Some binaries include some details about how it was compiled. For example, VIM on ubuntu is compiled with -D_FORTIFY_SOURCE=1
. This can be identified with strings on the binary. Most binaries do not include this data, but some do.
$ strings vim | grep FORTIFY
gcc -c -I. -Iproto -DHAVE_CONFIG_H -Wdate-time -g -O2 -ffile-prefix-map=/build/vim-CSyBG7/vim-8.2.3995=. -flto=auto -ffat-lto-objects -flto=auto -ffat-lto-objects -fstack-protector-strong -Wformat -Werror=format-security -D_REENTRANT -U_FORTIFY_SOURCE -D_FORTIFY_SOURCE=1
Kernel test in Cli
$ checksec --kernel
* Kernel protection information:
Description - List the status of kernel protection mechanisms.
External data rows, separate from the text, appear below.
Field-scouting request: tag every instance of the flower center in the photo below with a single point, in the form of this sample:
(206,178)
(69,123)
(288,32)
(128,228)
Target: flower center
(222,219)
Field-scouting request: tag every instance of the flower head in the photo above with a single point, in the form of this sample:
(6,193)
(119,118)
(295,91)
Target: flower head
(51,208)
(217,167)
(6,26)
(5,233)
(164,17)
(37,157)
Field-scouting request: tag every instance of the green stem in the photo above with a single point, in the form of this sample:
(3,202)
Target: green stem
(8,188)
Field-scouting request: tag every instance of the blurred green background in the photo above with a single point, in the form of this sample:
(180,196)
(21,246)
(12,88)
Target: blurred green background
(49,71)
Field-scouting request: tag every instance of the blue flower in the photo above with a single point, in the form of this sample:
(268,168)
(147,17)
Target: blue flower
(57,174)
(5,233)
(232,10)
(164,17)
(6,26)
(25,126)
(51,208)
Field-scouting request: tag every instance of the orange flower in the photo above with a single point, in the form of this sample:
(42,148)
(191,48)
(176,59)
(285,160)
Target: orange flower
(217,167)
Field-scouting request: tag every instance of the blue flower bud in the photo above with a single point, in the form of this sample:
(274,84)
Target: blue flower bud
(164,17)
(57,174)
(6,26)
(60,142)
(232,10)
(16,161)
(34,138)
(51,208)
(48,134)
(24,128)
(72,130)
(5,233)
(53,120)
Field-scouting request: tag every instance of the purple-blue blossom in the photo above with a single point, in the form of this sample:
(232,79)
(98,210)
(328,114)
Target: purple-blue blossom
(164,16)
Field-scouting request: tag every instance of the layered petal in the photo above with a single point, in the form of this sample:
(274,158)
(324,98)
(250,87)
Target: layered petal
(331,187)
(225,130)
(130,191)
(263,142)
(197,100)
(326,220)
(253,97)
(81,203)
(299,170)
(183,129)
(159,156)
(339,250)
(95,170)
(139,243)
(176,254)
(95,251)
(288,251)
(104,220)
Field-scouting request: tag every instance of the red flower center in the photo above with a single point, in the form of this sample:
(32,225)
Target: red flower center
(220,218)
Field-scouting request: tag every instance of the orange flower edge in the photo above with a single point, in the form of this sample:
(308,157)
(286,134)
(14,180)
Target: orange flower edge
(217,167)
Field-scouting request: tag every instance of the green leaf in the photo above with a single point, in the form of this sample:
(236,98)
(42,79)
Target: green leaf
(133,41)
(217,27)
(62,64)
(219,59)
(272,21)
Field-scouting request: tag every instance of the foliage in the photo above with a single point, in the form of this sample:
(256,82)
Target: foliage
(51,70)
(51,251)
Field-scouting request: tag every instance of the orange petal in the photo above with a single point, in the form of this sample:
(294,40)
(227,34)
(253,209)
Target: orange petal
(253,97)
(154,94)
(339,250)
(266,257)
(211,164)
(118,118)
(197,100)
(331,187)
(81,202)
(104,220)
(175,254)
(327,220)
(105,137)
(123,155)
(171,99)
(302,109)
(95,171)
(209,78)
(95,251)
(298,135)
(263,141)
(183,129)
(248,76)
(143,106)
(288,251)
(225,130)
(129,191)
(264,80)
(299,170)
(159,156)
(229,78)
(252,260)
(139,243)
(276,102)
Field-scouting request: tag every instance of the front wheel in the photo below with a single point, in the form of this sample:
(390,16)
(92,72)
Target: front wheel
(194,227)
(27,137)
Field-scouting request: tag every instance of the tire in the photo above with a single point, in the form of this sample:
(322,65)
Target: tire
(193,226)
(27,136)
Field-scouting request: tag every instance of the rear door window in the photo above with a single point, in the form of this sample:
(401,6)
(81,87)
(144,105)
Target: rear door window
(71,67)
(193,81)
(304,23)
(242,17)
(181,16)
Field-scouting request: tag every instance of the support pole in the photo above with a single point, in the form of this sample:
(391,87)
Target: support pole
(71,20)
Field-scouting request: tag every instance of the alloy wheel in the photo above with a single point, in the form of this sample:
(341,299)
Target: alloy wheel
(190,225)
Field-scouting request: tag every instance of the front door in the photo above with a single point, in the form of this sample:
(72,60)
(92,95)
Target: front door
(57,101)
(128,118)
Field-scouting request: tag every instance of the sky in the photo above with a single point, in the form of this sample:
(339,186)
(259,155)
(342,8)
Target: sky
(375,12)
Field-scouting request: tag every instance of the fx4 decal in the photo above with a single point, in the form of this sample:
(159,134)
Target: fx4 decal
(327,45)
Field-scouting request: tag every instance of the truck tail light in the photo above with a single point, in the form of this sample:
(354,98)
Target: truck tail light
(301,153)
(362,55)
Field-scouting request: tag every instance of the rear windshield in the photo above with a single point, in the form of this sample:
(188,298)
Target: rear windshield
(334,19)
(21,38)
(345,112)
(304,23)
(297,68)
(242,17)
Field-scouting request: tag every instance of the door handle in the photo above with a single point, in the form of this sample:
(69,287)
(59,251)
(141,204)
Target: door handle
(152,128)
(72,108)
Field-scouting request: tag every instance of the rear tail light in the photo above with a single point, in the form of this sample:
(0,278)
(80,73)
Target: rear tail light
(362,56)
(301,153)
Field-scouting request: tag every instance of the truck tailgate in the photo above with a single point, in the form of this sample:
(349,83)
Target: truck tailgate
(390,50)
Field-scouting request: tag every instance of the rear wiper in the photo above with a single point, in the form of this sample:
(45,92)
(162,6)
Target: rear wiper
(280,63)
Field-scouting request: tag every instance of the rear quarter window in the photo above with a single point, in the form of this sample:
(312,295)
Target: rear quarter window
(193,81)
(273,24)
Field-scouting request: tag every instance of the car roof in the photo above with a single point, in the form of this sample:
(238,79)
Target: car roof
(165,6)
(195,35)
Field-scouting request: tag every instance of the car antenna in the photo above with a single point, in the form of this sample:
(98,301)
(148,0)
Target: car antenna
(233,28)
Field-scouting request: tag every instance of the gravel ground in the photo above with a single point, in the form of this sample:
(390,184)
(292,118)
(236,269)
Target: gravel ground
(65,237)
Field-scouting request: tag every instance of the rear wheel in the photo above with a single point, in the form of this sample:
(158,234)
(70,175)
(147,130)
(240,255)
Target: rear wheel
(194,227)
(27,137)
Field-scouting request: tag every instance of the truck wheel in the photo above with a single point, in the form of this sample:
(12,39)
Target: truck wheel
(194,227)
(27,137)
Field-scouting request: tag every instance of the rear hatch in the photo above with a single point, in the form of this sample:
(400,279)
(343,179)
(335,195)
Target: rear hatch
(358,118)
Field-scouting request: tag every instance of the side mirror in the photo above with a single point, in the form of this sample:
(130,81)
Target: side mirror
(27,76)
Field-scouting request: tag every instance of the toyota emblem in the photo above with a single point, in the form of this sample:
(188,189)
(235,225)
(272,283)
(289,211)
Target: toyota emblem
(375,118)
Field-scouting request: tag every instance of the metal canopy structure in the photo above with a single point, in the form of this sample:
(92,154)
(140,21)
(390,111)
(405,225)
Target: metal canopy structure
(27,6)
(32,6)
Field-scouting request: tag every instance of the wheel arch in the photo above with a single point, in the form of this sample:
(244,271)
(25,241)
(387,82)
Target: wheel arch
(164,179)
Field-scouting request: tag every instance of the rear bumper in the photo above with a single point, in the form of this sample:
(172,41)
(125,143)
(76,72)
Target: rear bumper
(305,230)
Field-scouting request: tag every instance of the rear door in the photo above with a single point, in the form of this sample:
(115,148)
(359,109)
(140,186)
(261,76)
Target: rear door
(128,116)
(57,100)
Rather than
inspect kernel mechanisms that may aid in the prevention of exploitation of
userspace processes, this option lists the status of kernel configuration
options that harden the kernel itself against attack.
Kernel config: /proc/config.gz
GCC stack protector support: Enabled
Strict user copy checks: Disabled
Enforce read-only kernel data: Disabled
Restrict /dev/mem access: Enabled
Restrict /dev/kmem access: Enabled
* Kernel Heap Hardening: No KERNHEAP
The KERNHEAP hardening patchset is available here:
https://www.subreption.com/kernheap/
Kernel Test in XML
$ checksec --output=xml --kernel
<?xml version="1.0" encoding="UTF-8"?>
<kernel config='/boot/config-3.11-2-amd64' gcc_stack_protector='yes' strict_user_copy_check='no' ro_kernel_data='yes' restrict_dev_mem_access='yes' restrict_dev_kmem_access='no'>
<kernheap config='no' />
</kernel>
Kernel Test in Json
$ checksec --output=json --kernel
{ "kernel": { "KernelConfig":"/boot/config-3.11-2-amd64","gcc_stack_protector":"yes","strict_user_copy_check":"no","ro_kernel_data":"yes","restrict_dev_mem_access":"yes","restrict_dev_kmem_access":"no" },{ "kernheap_config":"no" } }
Using with Cross-compiled Systems
The checksec tool can be used against cross-compiled target file-systems offline. Key limitations to note:
-
Kernel tests - require you to execute the script on the running system you’d like to check as they directly access kernel resources to identify system configuration/state. You can specify the config file for the kernel after the -k option.
-
File check - the offline testing works for all the checks but the Fortify feature. Fortify, uses the running system’s libraries vs those in the offline file-system. There are ways to workaround this (chroot) but at the moment, the ideal configuration would have this script executing on the running system when checking the files.
The checksec tool’s normal use case is for runtime checking of the systems configuration. If the system is an embedded target, the native binutils tools like readelf may not be present. This would restrict which parts of the script will work.
Even with those limitations, information this script provides still makes it a valuable tool for checking offline file-systems.
OSX and BSD based systems Support
Most of the tools do not work on mach-O binaries, the OSX kernel or BSD kernels. It may work on certain BSD based systems but is not officially supported.